An old time classic- "Two plank wanker"


----------



## CassMT (Mar 14, 2013)

nothing to get back at imo, neither comment is particularly stinging, or funny

if you want to speak on behalf of snowboarding in general to skiing in general just say: "you're welcome"


----------



## ACairngormFace (Oct 6, 2013)

CassMT said:


> if you want to speak on behalf of snowboarding in general to skiing in general just say: "you're welcome"
> 
> [/IMG]


In what context would you say that?


----------



## KansasNoob (Feb 24, 2013)

FRUIT BOOTS!! :laugh:


----------



## KansasNoob (Feb 24, 2013)

ACairngormFace said:


> In what context would you say that?


Lots of tech in skis, like twin tips and wides, was lifted from snowboards.


----------



## CassMT (Mar 14, 2013)

ACairngormFace said:


> In what context would you say that?


the sentence:' If it were not for snowboarding, skiing would be..' can be completed in at least ten different ways

something i have said to a skier on the lift, in a session of 'friendly banter' was: Why the poles? do you have some problem with your balance?


----------



## CassMT (Mar 14, 2013)

KansasNoob said:


> Lots of tech in skis, like twin tips and wides, was lifted from snowboards.

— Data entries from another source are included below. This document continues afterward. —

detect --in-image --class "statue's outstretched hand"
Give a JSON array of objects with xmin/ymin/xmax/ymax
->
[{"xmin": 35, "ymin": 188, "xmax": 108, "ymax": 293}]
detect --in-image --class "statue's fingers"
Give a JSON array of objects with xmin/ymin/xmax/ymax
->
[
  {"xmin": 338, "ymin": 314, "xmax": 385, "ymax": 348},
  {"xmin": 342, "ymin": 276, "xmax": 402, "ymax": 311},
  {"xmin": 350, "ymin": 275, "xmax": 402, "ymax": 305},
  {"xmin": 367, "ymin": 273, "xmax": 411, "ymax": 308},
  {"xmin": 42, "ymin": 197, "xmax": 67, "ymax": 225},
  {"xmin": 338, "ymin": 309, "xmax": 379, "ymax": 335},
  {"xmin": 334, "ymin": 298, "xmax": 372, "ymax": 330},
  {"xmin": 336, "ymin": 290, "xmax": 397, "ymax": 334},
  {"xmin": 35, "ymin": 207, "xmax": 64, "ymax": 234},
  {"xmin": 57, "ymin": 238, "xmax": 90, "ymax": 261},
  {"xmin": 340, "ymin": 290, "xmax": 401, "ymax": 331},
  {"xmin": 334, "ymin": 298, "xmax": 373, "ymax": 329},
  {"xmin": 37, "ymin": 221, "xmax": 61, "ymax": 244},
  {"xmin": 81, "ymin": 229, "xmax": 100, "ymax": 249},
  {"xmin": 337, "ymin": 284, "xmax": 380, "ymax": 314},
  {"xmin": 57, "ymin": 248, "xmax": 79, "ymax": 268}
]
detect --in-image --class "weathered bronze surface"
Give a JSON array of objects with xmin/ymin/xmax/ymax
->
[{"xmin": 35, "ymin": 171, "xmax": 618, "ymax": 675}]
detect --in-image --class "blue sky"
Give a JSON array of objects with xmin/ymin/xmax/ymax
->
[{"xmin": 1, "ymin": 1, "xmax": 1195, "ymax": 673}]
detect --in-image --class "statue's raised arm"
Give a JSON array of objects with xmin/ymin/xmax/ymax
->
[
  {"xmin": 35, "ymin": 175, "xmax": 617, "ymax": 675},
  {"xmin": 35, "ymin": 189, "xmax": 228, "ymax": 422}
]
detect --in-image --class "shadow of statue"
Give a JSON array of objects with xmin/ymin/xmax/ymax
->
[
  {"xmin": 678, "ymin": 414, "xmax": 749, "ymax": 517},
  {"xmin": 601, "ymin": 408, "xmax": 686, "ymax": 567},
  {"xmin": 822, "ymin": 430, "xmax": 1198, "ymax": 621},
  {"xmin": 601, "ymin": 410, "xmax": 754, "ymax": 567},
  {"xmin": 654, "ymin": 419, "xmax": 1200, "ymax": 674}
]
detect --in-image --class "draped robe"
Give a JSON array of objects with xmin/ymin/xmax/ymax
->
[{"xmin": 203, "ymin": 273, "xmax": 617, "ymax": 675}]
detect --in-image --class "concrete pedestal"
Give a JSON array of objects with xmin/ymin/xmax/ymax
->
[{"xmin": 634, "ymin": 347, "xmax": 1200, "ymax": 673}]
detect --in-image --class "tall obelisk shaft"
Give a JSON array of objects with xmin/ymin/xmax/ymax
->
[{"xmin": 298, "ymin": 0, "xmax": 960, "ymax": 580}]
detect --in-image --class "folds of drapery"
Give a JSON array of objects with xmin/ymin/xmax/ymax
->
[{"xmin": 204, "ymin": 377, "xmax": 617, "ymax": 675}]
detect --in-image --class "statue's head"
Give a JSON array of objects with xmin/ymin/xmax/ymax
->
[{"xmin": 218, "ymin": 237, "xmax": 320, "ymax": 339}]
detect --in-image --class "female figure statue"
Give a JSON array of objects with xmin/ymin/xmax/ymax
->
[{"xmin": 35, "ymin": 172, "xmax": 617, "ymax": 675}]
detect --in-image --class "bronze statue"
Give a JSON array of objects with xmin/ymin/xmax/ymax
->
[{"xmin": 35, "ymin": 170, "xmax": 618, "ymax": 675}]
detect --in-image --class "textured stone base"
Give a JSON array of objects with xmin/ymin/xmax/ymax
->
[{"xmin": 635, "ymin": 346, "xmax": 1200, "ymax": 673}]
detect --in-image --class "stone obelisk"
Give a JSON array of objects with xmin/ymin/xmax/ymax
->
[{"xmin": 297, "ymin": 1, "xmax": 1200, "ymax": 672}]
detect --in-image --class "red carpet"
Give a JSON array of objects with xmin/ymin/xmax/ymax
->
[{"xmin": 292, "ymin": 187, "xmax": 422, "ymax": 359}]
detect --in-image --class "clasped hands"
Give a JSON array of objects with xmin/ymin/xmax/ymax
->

not to mention saving 1/2 the resorts from bankruptcy

and in 150 years did a skier ever think of making a halfpipe, or riding switch (maybe some), or skiing street? no


----------



## Mystery2many (Aug 14, 2013)

If I'm on the lift or in a Gond I'll ask them if they eat french fries with their pizza. Its funniest when they don't get it and my friends and I share that inside joke "look".


----------